Any construction through an old section of Troy will find underground “treasures”. The current work on Main Street matches up with previous roadway sections, dating from Troy's founding up through the present day. Numerous utility lines, some of them very old, have been uncovered as work continues on West Main. As expected, some of these utilities are so old that there are no records of how or when they were built. However, the past week brought an even bigger surprise.
The remnants of an old bridge were uncovered on the north side of Main Street just west of Adams Street. The bridge's metal girders were built by the riveting process, which gives an idea of the age of the structure. The bridge appears to have been built over the Miami Erie Canal. When the canal was no longer in use, this structure was demolished on the spot, broken up, and buried with tons and tons of concrete under a new paver-block road.

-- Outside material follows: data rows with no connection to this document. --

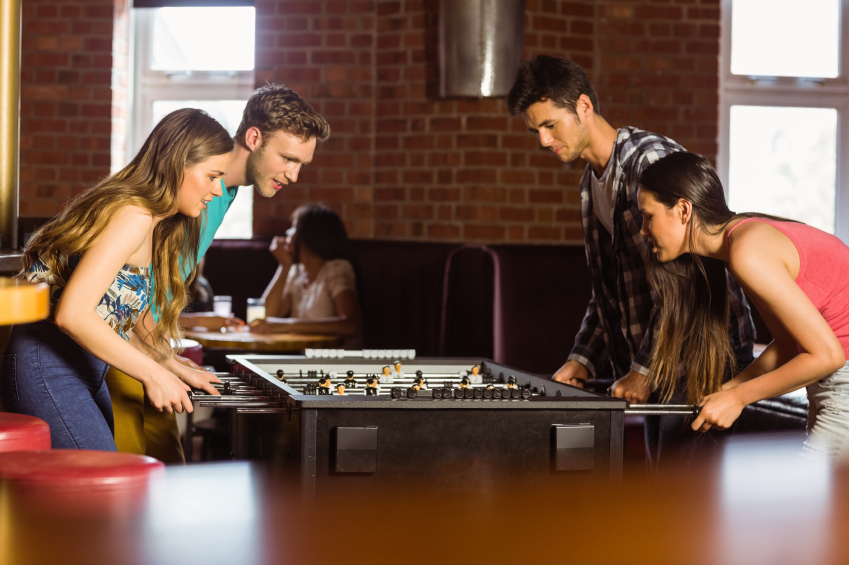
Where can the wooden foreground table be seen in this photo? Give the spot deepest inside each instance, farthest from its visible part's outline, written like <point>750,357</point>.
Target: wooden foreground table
<point>247,341</point>
<point>757,504</point>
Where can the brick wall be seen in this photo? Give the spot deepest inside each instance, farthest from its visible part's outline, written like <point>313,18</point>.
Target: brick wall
<point>66,100</point>
<point>462,169</point>
<point>401,163</point>
<point>658,68</point>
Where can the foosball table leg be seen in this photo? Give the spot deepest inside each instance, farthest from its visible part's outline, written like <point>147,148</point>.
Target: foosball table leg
<point>617,444</point>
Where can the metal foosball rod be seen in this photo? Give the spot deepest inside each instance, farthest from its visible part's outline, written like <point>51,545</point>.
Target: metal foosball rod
<point>664,410</point>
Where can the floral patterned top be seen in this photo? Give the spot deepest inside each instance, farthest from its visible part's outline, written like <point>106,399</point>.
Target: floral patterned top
<point>124,302</point>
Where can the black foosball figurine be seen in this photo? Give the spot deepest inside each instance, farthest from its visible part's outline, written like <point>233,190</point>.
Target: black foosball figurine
<point>350,382</point>
<point>324,385</point>
<point>371,385</point>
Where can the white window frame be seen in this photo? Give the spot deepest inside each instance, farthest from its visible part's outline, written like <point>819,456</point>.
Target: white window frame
<point>811,92</point>
<point>150,85</point>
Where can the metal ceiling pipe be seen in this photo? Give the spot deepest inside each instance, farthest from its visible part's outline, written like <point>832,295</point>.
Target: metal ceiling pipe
<point>481,46</point>
<point>10,100</point>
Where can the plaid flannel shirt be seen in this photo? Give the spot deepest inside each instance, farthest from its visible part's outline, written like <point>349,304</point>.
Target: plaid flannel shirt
<point>617,324</point>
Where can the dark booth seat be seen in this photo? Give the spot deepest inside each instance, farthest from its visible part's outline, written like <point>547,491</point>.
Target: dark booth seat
<point>444,298</point>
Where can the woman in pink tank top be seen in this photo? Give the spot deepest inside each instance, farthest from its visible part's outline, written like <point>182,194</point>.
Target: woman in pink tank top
<point>795,275</point>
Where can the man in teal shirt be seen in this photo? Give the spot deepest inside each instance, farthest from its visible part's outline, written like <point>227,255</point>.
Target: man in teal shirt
<point>277,136</point>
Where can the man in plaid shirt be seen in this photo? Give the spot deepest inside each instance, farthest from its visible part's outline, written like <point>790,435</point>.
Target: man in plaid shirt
<point>559,104</point>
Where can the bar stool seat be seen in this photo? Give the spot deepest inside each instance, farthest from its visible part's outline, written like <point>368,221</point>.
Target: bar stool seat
<point>78,481</point>
<point>19,432</point>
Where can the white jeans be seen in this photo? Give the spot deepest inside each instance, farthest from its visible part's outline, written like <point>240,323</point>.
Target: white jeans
<point>828,418</point>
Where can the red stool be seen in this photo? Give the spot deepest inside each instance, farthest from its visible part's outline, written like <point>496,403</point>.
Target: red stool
<point>192,350</point>
<point>23,433</point>
<point>77,482</point>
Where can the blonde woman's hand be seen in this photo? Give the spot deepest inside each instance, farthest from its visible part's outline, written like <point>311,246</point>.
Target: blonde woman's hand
<point>719,410</point>
<point>572,373</point>
<point>194,375</point>
<point>167,393</point>
<point>632,387</point>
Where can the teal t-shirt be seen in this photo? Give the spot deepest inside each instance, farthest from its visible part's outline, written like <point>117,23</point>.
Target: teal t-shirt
<point>212,218</point>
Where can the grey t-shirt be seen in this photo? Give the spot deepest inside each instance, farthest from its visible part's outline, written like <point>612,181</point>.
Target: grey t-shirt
<point>604,194</point>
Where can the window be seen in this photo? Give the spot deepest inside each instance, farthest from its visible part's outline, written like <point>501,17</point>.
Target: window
<point>187,58</point>
<point>784,110</point>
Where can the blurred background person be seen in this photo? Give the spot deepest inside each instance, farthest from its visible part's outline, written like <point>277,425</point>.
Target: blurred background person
<point>315,289</point>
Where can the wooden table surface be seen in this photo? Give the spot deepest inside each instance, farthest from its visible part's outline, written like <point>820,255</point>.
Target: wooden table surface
<point>22,302</point>
<point>757,503</point>
<point>247,341</point>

Concrete must have been very inexpensive at the time, as evidenced by the massive amount of concrete used to stabilize the ground where the bridge was buried!
Some unique items were pulled from the ground and salvaged. Although there are no records of this bridge in any known archives, it appears that this structure was a type of lift bridge over the canal. As a result of this unique find, the storm sewer operations were halted for several days while technicians broke up tons and tons of concrete. Options were explored to possibly re-route the storm sewers in this area, but because of the critical need to keep the gravity flow of the sewer and the limited right-of-way in the area, there was not a cost-effective means to change the flow pattern.
Despite this item and other unforeseen issues, the project has progressed as expected. Approximately $1.5 million in construction has been completed since the start of operations in July.
Thanks again for the understanding of travelers, residents, and businesses affected by the shifting traffic, noise, and dust which is part of the construction!